L'identità: Storie, volti e voci al femminile Poltrone Rosse



Cronaca

Morta Maria Franca Ferrero, protagonista silenziosa dell’impero Nutella

di Francesca Petrosillo -


È scomparsa ad Alba, nella sua abitazione, Maria Franca Ferrero, nata Fissolo, vedova di Michele Ferrero e figura chiave nella storia del gruppo dolciario simbolo del Made in Italy. Aveva 87 anni. Accanto al marito ha contribuito alla crescita di un’azienda diventata celebre nel mondo grazie a prodotti iconici come Nutella, Kinder, Ferrero Rocher e Tic Tac.
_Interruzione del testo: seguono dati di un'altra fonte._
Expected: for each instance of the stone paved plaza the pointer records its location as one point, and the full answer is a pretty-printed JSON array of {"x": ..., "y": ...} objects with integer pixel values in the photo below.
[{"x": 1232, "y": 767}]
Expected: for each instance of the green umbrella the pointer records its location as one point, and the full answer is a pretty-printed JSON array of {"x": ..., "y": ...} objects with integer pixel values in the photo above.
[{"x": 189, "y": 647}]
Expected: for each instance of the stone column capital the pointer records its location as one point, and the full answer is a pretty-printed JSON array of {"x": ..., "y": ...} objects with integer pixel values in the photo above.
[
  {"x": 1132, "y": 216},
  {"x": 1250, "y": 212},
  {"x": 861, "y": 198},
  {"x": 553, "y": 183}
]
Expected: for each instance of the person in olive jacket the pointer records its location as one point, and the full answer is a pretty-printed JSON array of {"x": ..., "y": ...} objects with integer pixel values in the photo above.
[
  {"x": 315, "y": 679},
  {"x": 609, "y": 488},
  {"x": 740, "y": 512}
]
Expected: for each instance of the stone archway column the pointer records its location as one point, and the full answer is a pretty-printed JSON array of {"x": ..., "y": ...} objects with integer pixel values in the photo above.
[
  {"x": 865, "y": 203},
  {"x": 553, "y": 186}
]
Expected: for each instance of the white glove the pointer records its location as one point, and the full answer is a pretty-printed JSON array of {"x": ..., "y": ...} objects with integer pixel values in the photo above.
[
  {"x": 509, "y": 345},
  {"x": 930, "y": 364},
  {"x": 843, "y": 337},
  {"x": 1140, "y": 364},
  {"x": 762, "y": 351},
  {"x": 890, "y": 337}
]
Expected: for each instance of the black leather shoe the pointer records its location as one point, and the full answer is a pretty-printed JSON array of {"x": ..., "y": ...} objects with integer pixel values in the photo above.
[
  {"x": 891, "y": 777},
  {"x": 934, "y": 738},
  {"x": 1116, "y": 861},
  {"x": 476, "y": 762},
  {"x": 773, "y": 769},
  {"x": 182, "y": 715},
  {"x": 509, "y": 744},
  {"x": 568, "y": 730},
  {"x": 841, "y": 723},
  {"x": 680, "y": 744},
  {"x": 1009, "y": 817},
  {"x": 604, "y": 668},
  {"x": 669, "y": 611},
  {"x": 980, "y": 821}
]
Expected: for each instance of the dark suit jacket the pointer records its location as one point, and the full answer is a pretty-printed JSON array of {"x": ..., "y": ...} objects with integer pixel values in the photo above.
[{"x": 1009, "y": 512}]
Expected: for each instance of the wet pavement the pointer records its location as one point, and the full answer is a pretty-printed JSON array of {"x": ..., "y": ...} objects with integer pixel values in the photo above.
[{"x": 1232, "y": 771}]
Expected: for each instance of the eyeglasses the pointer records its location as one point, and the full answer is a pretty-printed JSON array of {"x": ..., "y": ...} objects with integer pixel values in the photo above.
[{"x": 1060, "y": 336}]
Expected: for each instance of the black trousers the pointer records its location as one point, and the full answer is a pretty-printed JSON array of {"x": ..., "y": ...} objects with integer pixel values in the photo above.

Riservata e lontana dalla mondanità, Maria Franca Ferrero ha rappresentato per decenni un punto di riferimento per la famiglia e per l’azienda, pur mantenendo sempre un profilo discreto. Madre di Giovanni Ferrero, attuale presidente del gruppo, ha accompagnato in prima persona l’evoluzione della società da realtà locale piemontese a colosso internazionale con 36 stabilimenti produttivi e presenza in oltre 170 Paesi.

Dall’ingresso in azienda al matrimonio con Michele Ferrero

Nata a Savigliano, in provincia di Cuneo, il 21 gennaio 1939, Maria Franca aveva studiato al ginnasio e al liceo prima di specializzarsi come interprete a Milano. Nel 1961, a soli 22 anni, viene assunta nello stabilimento di Alba come traduttrice e interprete. In quegli anni l’azienda era ancora lontana dalle dimensioni globali attuali.

Proprio ad Alba incontra Michele Ferrero, imprenditore visionario che avrebbe trasformato la “supercrema” in quella che diventerà la Nutella. Tra i due nasce un legame destinato a durare tutta la vita: si sposano nel 1962. Dalla loro unione nascono Pietro, nel 1963, e Giovanni, nel 1964.

Maria Franca affianca il marito durante la straordinaria espansione del gruppo, occupandosi della famiglia mentre Michele guidava l’innovazione e la crescita industriale. Pur non ricoprendo ruoli operativi diretti, è stata una presenza costante e determinante nei momenti cruciali dello sviluppo aziendale.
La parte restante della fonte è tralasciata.